Hello All,
I wanted to share that I released a VS Code extension for HSL for anyone who is working in HSL, interested in building their own library, or writing a method in pure HSL (for some reason).
The extension includes:
- Full IntelliSense support
- Library-aware autosuggestions (it scans your installed Hamilton libraries and suggests functions based on what is available on your machine)
- Basic error checking / diagnostics
- Fully working syntax highlighting/definitions
I spent a long time building this and would really appreciate feedback from the forum community.
It’s available now on the Microsoft Visual Studio Code Marketplace here:
This also adds HSL language context (syntax, completions, and diagnostics) that can improve prompt-based development, corrections, and library/method creation from scratch when using tools like GitHub Copilot, Claude Code, or other AI coding assistants within VS Code.
Best,
Zach
12 Likes
How does this work with the Hamilton-generated CRC checksums at the bottom of the HSL files that prevent them from being run if modified outside of the HxHslMetEd?
1 Like
Yep the control directives block markers checksum footers for Method-Editor Generated HSL is a real thing, and it’s a known limitation unfortunately 
How I’m using this (and what the extension is mainly for) is:
-
Read/review + feedback without “editing it for me.” Open the generated .hsl in VS Code to get highlighting, navigation, quick sanity checks, and (with Copilot/Claude/etc.) a really valuable second set of eyes on method flow, logic, and readability.
- If you have sub-methods, you’ll usually want to provide both the
.hsl and the .sub so an AI tool actually has full context.
-
Catch human mistakes faster. The vs code extension shines for things like variable naming consistency, wrong variable used in a workflow, subtle case-sensitivity issues, etc.
-
Library development is where you get full freedom. For HSL libraries (.hsl / .hs_) you’re not fighting the Method Editor’s CRC mechanism, so VS Code + AI can be used to build a lot of reusable logic cleanly.
Practical workflow tip:
- Keep official edits/saves for Method-Editor-generated methods inside HxHslMetEd (so it regenerates the footer).
- Use VS Code primarily as a viewer/reviewer for those files (or set them read-only to avoid accidental saves).
I am poking at what it would take to support Method Editor–generated blocks more directly, but decoding the block codes / structure is a lot of reverse-engineering work. Maybe @Stefan or @Huajiang might have some insight on how to get the method editor makes these Block Markers’ CLSID and GUID
1 Like
Ah sorry I don’t mean the control directives block markers checksums; I mean the comment at the bottom which is autogenerated containing the author name, time last updated and the cyclic-redundancy-checksum. Obviously like you say you can still use for read/review, but hsl libraries also rely on the cyclic-redundancy-checksum, so won’t work if only edited in this - although you can technically get around this with just making an actual edit in the HxHslMetEd afterwards like you said, which would regenerate the footer.

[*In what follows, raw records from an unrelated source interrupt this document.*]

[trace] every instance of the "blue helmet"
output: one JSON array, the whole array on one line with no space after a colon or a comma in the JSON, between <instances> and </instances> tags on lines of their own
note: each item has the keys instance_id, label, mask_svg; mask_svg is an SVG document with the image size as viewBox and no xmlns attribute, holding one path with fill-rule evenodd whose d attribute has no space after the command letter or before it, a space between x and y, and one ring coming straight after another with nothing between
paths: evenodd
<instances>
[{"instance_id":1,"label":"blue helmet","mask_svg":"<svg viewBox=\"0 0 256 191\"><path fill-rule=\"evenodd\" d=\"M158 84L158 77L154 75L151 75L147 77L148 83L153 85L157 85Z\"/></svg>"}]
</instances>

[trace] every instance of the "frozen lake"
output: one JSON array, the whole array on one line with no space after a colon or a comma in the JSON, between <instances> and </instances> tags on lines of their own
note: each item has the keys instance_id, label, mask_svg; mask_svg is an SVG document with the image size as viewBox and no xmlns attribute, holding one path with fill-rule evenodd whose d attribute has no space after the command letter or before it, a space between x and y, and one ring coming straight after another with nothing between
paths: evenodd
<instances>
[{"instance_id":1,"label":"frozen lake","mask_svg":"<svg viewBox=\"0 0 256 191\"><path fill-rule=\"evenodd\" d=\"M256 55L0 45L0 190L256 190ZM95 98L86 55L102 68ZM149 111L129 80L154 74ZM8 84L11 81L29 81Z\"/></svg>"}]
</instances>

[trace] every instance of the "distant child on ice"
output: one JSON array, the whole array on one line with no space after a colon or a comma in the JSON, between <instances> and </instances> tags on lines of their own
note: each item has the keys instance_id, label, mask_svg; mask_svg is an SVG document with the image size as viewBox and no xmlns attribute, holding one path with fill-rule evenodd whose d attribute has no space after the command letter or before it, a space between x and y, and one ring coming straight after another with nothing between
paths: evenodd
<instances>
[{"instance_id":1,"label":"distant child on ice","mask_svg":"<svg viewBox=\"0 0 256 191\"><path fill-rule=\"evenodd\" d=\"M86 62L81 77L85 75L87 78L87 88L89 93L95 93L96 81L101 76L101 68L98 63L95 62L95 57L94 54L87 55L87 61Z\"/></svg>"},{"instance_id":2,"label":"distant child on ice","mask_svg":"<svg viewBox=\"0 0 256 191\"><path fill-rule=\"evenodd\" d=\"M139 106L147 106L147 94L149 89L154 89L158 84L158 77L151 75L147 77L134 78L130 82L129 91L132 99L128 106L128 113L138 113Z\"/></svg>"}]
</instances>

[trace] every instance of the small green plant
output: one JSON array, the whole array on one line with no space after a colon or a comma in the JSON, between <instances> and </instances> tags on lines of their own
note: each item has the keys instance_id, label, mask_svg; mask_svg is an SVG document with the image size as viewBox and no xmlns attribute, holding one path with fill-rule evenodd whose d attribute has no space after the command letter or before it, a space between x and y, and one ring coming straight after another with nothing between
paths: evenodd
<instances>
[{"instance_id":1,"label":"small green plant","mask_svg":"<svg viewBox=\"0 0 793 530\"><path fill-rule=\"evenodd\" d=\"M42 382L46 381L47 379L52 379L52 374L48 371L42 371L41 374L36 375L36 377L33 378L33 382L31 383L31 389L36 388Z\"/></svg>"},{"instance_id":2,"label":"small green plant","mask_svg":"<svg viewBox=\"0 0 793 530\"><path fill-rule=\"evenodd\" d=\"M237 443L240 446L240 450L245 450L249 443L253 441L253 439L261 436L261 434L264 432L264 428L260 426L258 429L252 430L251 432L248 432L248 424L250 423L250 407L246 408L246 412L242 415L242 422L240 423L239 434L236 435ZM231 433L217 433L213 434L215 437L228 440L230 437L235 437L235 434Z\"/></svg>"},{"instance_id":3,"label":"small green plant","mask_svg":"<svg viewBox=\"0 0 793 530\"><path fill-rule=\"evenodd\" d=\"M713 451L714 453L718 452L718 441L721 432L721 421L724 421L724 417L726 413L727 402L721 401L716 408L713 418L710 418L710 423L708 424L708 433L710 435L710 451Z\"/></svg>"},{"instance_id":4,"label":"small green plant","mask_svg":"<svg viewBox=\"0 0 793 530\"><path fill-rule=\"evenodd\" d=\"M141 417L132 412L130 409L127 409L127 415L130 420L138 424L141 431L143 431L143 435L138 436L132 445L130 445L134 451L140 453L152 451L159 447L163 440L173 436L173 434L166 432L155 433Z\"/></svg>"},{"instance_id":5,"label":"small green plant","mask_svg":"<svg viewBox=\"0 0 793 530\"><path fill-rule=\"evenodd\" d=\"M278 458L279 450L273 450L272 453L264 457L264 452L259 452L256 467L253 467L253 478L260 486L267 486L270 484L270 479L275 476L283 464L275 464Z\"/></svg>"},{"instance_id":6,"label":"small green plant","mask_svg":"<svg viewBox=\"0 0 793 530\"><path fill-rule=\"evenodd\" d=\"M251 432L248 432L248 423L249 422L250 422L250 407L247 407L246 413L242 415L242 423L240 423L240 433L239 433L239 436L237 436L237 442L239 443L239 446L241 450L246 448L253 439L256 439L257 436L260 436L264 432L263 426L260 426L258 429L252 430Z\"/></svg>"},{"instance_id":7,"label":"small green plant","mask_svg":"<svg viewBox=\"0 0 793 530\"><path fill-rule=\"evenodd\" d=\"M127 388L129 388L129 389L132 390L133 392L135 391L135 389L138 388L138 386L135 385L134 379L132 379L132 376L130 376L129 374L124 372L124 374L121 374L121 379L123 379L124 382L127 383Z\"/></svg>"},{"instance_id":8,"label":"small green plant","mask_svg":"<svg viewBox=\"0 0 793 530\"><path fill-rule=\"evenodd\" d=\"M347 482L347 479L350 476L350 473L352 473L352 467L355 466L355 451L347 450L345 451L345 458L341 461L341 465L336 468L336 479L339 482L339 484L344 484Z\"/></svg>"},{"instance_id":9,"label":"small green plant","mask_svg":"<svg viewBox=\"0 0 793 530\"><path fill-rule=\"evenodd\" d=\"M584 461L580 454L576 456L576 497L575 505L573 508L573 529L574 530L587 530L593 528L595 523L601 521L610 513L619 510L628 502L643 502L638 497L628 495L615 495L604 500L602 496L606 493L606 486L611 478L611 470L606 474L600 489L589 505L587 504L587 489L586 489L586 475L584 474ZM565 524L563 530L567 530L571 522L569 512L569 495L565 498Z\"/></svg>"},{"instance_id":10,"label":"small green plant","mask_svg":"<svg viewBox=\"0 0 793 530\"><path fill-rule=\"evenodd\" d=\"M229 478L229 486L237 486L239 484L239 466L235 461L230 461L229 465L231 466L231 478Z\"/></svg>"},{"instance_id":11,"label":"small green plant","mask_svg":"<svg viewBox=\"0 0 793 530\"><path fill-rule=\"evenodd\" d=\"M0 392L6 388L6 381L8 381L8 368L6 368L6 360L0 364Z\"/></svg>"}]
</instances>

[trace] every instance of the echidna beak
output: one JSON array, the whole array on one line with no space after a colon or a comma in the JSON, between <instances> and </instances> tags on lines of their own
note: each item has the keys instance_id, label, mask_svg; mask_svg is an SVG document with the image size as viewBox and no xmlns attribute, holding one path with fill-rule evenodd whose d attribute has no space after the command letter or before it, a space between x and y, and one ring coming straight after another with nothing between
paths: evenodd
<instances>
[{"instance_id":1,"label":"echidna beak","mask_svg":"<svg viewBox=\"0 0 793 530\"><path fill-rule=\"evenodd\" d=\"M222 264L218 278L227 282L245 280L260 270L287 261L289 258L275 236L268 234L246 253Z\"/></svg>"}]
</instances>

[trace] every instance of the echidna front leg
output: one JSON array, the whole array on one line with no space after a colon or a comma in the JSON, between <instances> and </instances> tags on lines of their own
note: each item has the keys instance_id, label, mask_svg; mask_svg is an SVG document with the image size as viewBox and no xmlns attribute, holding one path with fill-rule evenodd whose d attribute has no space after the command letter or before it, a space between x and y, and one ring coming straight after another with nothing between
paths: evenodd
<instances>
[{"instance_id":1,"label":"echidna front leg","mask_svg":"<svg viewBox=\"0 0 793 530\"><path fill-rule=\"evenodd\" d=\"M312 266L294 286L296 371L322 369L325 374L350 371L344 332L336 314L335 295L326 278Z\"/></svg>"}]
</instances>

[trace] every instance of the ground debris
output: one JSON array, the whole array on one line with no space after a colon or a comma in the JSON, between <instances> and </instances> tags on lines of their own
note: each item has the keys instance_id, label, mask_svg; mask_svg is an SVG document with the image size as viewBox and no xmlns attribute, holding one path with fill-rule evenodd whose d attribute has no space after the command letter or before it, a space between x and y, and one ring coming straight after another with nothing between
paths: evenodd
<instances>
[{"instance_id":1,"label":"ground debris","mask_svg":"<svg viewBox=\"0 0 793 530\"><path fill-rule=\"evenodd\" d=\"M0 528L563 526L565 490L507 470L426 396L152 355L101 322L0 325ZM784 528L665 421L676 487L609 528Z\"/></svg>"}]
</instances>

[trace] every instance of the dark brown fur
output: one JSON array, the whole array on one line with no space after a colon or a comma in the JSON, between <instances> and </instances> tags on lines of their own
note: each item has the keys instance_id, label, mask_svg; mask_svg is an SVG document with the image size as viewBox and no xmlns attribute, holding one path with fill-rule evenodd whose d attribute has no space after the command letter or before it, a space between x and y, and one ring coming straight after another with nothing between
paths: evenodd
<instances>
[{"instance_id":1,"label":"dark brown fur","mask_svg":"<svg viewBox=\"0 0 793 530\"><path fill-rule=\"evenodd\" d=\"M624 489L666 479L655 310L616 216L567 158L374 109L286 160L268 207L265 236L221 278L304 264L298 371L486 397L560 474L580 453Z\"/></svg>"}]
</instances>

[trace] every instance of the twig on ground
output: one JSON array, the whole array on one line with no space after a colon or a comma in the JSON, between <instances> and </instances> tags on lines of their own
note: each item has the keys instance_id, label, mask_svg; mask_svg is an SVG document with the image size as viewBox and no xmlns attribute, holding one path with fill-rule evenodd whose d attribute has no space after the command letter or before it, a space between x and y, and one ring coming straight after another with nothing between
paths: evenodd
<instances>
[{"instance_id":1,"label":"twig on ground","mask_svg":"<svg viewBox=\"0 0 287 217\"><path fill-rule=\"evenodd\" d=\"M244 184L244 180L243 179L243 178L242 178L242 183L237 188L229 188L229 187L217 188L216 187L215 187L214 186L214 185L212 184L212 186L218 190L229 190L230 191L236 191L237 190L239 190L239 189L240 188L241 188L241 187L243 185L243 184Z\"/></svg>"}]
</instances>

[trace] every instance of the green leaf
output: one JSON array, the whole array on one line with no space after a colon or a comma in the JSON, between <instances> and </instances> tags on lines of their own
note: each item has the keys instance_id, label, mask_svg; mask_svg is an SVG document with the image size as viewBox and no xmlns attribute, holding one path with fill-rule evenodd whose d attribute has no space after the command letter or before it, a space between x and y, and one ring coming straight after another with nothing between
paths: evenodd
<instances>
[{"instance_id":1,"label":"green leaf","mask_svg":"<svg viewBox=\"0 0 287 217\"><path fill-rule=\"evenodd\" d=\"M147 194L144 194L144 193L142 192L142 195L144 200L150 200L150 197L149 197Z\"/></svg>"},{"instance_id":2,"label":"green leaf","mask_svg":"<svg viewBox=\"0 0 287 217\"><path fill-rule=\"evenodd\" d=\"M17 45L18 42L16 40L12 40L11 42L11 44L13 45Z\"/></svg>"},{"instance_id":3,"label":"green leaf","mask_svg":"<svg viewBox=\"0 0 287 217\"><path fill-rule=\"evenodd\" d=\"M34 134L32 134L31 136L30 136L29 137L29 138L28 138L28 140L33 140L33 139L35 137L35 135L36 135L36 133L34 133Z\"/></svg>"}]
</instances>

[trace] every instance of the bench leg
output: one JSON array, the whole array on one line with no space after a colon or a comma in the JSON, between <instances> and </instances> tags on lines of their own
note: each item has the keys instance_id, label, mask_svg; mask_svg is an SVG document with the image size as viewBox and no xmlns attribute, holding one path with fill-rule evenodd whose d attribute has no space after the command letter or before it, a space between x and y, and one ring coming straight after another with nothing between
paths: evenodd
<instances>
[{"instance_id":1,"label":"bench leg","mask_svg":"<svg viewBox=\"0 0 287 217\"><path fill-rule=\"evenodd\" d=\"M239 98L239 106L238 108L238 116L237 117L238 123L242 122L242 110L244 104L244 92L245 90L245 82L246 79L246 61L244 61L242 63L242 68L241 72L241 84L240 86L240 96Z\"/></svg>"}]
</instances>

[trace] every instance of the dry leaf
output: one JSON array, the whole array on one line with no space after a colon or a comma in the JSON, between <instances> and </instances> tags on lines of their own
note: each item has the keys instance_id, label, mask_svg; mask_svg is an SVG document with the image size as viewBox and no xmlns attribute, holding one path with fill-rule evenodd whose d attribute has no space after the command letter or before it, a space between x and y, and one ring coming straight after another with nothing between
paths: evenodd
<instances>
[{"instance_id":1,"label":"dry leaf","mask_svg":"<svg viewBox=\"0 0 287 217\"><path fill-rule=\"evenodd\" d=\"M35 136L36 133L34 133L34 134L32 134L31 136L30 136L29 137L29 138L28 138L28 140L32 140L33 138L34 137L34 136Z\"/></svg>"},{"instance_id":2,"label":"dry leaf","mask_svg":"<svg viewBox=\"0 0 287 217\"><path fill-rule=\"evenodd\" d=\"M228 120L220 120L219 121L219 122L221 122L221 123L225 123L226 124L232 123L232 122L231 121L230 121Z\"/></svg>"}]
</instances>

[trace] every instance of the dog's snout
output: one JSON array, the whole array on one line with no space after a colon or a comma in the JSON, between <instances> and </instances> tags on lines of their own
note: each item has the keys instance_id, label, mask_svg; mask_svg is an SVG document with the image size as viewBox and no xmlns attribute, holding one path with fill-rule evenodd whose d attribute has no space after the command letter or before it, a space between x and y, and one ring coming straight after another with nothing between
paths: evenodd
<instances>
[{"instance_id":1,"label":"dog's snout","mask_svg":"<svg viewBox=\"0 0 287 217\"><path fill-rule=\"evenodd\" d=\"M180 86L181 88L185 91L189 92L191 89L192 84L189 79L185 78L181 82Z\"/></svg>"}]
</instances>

With respect to the Block Marker’s CLSID and GUID there is a list of the first (step-type) ones, but the step-specific ones are controlled/generated/queried by HxPars to my knowledge, so that would be the thing to look into 
Ahh yes, you are right. As most of my work is with R&D I have the checksum verification off:
You probably will have to make a small edit in the HxHslMetEd.exe for the checksum to be auto calculated for your use if your lab requires it.
2 Likes
Ah yeah of course, I forget that in certain environments you have the permission to just turn those checksums off!
to generate the CRC checksum or handle with instrument step, we have to use the Win32 and COM object of venus. I am very interested with editing hsl file in vs code, and I hope that I can fix this problem.
But hsl does not support OOP or data structure, this makes it real hard to programme with hsl and you have to store all the data/parameter in array. This is why we try to control STAR outside venus.
1 Like
I added the function of generate checksum after saving of hsl file. This can be done in C# with about 2 lines code
var security = new HxSecurityCom() as IHxSecurityFileCom2;
security.SetFileValidation(args[0], 0, "//");
and execute this tool after file saving, then we can add checksum to hsl file
2 Likes
Updating the checksum at the end of the file has been added as a feature! Thank you @Huajiang for your contribution!
I’m actively working on the following features:
- In app runtime log streaming so you can “run” but more accurately manually debug HSL code right from VS Code
- Adding user settings for the extension for new features like auto comment completion and structuring for writing libraries (making titles automatically and using the // end for namespaces and functions)
- Block Marker creation (this will enable complete AI compatibility with developing Venus Liquid Handling Methods)
2 Likes
I see that you wrote many codes in C# and python to do some job like converting stp file to ascii or hsl, which I think make your project much more complex. Why do not write a language server for hsl, then all the jobs can be done in language servier. I think Languge server can simplify the development, for you can only write C# code and complete all the job.